In Brown v. State, the defendant was convicted of criminal attempt to commit child molestation and computer child exploitation after the State introduced evidence that in 2009, he responded to a Craigslist ad seemingly posted by a 14 year-old female named “Brittany” looking for companionship.

A Whitfield County sheriff’s deputy created the ad and engaged in conversations with Brown posing as the girl. Brown and the deputy communicated by email and instant message and discussed plans to meet and engage in sexual conduct.  The two arranged a date and time to meet and, when Brown arrived at the location, Whitfield County law enforcement placed him under arrest.

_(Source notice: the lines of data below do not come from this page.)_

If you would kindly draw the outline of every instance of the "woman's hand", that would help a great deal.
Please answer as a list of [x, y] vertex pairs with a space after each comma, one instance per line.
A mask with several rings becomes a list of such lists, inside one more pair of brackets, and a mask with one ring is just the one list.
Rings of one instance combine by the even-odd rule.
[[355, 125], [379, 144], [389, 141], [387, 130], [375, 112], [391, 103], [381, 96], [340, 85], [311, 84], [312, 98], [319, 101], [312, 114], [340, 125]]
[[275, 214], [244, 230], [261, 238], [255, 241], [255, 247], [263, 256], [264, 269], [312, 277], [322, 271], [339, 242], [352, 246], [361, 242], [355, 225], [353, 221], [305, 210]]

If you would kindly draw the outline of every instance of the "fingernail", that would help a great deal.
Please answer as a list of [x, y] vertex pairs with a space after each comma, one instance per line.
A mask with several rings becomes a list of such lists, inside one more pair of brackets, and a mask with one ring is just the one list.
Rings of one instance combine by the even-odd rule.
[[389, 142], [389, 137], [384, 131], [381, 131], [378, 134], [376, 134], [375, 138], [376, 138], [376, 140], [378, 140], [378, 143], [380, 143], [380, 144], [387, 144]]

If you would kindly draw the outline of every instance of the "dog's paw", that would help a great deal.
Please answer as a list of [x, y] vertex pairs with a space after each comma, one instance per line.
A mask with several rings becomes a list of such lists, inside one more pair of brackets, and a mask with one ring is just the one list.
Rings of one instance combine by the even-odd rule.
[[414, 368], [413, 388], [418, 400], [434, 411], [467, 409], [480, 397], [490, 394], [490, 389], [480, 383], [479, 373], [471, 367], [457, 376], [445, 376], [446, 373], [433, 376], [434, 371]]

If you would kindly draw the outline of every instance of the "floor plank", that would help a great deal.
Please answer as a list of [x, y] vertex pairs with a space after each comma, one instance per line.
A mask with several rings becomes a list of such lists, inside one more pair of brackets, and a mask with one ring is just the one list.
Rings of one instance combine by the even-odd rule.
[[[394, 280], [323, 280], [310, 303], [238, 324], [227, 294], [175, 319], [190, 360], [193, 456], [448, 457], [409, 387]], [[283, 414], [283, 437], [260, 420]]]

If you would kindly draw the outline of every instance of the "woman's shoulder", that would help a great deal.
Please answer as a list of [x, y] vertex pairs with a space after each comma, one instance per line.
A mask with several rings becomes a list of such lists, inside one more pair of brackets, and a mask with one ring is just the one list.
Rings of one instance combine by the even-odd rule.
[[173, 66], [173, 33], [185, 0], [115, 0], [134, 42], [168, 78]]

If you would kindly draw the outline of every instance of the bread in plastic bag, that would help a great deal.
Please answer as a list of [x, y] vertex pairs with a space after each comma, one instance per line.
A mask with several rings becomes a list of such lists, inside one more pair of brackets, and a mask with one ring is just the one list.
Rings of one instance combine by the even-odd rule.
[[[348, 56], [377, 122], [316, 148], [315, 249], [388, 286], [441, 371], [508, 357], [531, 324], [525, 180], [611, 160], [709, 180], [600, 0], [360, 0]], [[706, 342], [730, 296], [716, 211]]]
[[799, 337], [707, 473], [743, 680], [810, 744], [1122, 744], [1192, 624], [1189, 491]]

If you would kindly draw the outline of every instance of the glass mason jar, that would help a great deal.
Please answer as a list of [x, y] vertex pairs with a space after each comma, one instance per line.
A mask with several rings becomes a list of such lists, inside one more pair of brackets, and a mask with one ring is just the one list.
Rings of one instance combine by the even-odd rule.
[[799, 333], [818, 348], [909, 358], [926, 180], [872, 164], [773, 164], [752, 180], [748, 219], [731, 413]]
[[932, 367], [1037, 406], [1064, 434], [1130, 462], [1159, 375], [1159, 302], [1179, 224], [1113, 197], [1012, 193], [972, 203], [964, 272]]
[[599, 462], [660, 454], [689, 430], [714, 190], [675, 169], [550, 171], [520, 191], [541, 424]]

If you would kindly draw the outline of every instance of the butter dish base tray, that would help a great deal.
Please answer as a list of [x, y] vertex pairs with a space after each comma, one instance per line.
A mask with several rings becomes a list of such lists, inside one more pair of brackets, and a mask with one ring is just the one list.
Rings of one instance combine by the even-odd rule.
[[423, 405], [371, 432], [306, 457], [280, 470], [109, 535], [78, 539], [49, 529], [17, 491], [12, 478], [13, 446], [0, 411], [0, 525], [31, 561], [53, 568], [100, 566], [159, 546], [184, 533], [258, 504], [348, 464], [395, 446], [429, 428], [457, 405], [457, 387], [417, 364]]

The Georgia Court of Appeals held that the State presented sufficient evidence to convict Brown of the attempted child molestation charge. It found that Brown took a “substantial step” toward engaging in indecent behavior with a child under 16 years of age by traveling from his home to the arranged location to meet an individual Brown believed to be a 14 year-old girl. The Court held that although “Brittany” did not exist, Brown’s intentions were enough to convict him of attempted child molestation.

Second, the Court held that Georgia had appropriate jurisdiction over Brown. As a resident of Tennessee, Brown argued that Georgia did not have jurisdiction over the alleged offense as his only connection to the state was prompted by the Whitfield County deputy’s communications. However, Georgia law provides that someone who commits a crime either wholly or partially within the state is subject to prosecution in Georgia. Brown committed at least part of the offense in Georgia by traveling to Georgia for the meeting.

Also, even though Brown used his computer in Tennessee to communicate with the deputy, Georgia courts have held that with offenses involving online communications, venue is also proper in the county where the unlawful communication is received. See Patel v. State, 282 Ga. 412, 412-413, 651 SE2d 55 (2007) (defendant alleged to have violated O.C.G.A. § 16-12-100.2 by sending explicit internet messages to a law enforcement officer posing as an underage girl “utilized computer on-line services in [the recipient’s] [c]ounty,” even though he sent the messages from a different county). Thus, the Court of Appeals concluded that Brown utilized computer on-line services in Georgia, where the law enforcement officer posing as “Brittany” received the messages. As a result, the Court held that he committed the offense of computer child exploitation at least partly within the state of Georgia.